NEW YORK CITY- Investors are poised to take precaution on portfolio decisions amid frozen market supply and demand because of the coronavirus pandemic, which has left businesses shuttered and a large number of tenants short on rent payments. As a result, borrowers are strained to make loan payments, which they fear could go into default, Hugh Kelly, CRE, real estate economist and special advisor to Fordham University’s Real Estate Institute, tells GlobeSt.com.
“We see cascading effects from any instrument based on rental income,” Kelly said. “Whether its a multifamily mortgage or residential mortgage counting in April for a rent check.”
Absent liquidity in the market could lead to financial instruments getting traded by lenders. Bonds that were allocated to make payments on April’s rental income and fail to do that because bonds downgraded they can go into default. Adding pressure to the situation, the level of uncertainty in the market is so great, stakeholders ability to clearly make decisions has led to a standstill. “The level of uncertainty in this situation is so extreme that any comments made are not with very much certainty at all,” Kelly said.
Although there is great ambiguity surrounding the market like ever before, the commercial real estate industry has proven resilient, according to Kelly. The silver lining is that most executives have now been through two or three catastrophic events in their careers, most recently the Great Recession and 9/11, and have been able to bounce back. “The loan industry has survived those catastrophes,” Kelly said.

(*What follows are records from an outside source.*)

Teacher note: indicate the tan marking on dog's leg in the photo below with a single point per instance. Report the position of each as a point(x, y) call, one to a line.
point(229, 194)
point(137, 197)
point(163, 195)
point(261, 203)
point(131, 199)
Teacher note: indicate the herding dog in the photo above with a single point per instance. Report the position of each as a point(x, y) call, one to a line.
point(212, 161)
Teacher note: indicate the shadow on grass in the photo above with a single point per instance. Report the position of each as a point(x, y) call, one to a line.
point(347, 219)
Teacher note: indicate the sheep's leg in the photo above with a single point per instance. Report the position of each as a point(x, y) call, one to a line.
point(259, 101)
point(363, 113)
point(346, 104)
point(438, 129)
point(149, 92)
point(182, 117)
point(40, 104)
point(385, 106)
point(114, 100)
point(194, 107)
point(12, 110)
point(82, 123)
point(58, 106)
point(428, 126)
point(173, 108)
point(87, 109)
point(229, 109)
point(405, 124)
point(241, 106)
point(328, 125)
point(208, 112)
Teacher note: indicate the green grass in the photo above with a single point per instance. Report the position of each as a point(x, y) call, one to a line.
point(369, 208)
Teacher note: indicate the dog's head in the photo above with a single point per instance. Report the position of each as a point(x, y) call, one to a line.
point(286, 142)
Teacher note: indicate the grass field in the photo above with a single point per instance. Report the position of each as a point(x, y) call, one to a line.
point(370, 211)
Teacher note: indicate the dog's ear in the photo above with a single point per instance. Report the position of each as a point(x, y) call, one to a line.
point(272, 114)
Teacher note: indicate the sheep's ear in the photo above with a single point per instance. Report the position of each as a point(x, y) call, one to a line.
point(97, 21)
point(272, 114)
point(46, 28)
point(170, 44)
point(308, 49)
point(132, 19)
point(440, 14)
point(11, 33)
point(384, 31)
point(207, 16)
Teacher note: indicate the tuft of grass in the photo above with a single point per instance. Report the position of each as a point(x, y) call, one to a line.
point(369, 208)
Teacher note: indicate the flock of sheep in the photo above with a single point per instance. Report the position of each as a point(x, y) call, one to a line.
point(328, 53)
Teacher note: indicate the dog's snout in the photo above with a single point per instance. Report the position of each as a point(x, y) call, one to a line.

According to a recent GlobeSt.com article, the firm has seen an influx of requests for abatement and rent deferrals as of recent with the current coronavirus pandemic, Ami Ziff, director of national retail, tells GlobeSt.com.
“On the asset management side, our team is busy triaging leasing matters where tenants are asking for rent release, some need it, some don’t,” Ziff said. “To give free rent to everyone, you’ll go out of business and have to hand properties back to the lender. That’s not the solution, so we have to handle each request individually.”
The firm has not laid off any of its staff and has repurposed certain folks from its acquisition teams to focus more on asset management, Ziff said. He dealt with similar situations in his career during the 2008 Financial Crisis and emphasizes taking it one call, lease and mortgage at a time to come up with fair and equitable solutions that allow survival for all involved parties. And not all tenants are in the same predicament. For instance, some of Time Equities’ grocery store tenants had sales jump up over 100 percent since the start of the pandemic, and craft stores are up 75 percent, whereas some restaurants have shuttered altogether.